According to a study from Everypixel Journal, text-to-image algorithms created more than 15 billion images between 2022 and 2023. These images are on social media, website ads, presentations and online marketplaces. They are unavoidable. Artists like Dapo Adeola believes that this surge of AI art “devalues illustration,” but others are experimenting with how this technology can push the creative boundaries of what it means to be an artist.

In 2018, an AI-generated portrait sold for $432,500 at the world-renowned Christie’s auction house. A collective of artists and researchers created the “painting” using an algorithm that pulled data from 15,000 portraits painted between the 14th century to the 20th.

Hugo Caselles-Dupre, one of the researchers who helped create the portrait, says, “If the artist is the one that creates the image, then that would be the machine. If the artist is the one that holds the vision and wants to share the message, then that would be us.”

Using AI for Creativity

As AI and creativity continue to walk hand-in-hand, Abraham cautions creatives against becoming too dependent on AI tools.  But she also knows of avid users who vouch for how generative AI has boosted their intellectual curiosity and helped them overcome obstacles, like mental blocks.

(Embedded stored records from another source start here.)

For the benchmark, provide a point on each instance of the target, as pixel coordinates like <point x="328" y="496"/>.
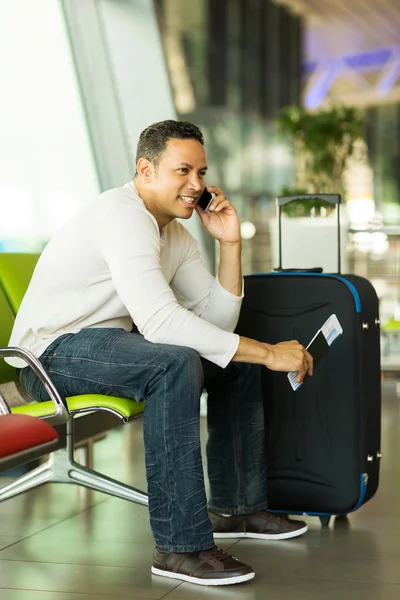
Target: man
<point x="120" y="303"/>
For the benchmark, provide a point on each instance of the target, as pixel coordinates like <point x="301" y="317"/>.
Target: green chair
<point x="15" y="273"/>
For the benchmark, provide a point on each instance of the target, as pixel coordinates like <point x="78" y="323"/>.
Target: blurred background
<point x="293" y="96"/>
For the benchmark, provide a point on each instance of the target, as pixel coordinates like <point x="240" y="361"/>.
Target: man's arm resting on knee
<point x="285" y="356"/>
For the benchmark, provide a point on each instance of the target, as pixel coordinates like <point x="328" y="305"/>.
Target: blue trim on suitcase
<point x="363" y="491"/>
<point x="342" y="279"/>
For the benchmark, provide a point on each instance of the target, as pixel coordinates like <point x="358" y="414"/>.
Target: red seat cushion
<point x="21" y="432"/>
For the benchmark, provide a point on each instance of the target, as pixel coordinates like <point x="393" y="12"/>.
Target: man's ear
<point x="145" y="170"/>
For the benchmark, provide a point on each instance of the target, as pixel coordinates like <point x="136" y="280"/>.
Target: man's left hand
<point x="221" y="219"/>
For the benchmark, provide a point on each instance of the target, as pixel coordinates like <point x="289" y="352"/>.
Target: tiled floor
<point x="63" y="543"/>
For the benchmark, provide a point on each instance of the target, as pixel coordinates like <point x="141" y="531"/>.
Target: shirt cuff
<point x="221" y="290"/>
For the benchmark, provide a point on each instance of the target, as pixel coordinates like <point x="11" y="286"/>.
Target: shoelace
<point x="273" y="518"/>
<point x="215" y="554"/>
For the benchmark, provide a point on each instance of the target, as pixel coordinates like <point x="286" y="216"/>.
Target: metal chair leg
<point x="62" y="468"/>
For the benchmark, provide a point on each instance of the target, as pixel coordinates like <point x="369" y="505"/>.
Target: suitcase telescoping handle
<point x="330" y="198"/>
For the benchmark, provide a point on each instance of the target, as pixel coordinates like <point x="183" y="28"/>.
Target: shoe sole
<point x="214" y="582"/>
<point x="261" y="536"/>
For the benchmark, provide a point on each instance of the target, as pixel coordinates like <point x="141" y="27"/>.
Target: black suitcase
<point x="323" y="440"/>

“Like most things, it can be potentially helpful to some until you get to a certain point,” says Abraham. “It’s important to distinguish between tools that make manual labor easier, like a typewriter, from tools that have the potential to deskill us cognitively when we remove the need to develop a complex ability ourselves.”

Choosing to develop basic creative skills is a crucial part of improving any potential or talent. Using AI can help people who have little knowledge at the beginning of their journey or help streamline tasks once they’ve become an expert. But whether using Pinterest to generate color palettes or ChatGPT to jumpstart new ideas, moderation seems to be the key to growing an artist’s creative potential.

“The human brain and AI technology might seem to create a similar product, but the process underlying that generation is entirely different,” says Abraham. “The skill development and the sense of fulfillment, frustration and purpose that we experience as humans when creating art are not experiences that can be replicated by artificial intelligence. That is what it means to be human.”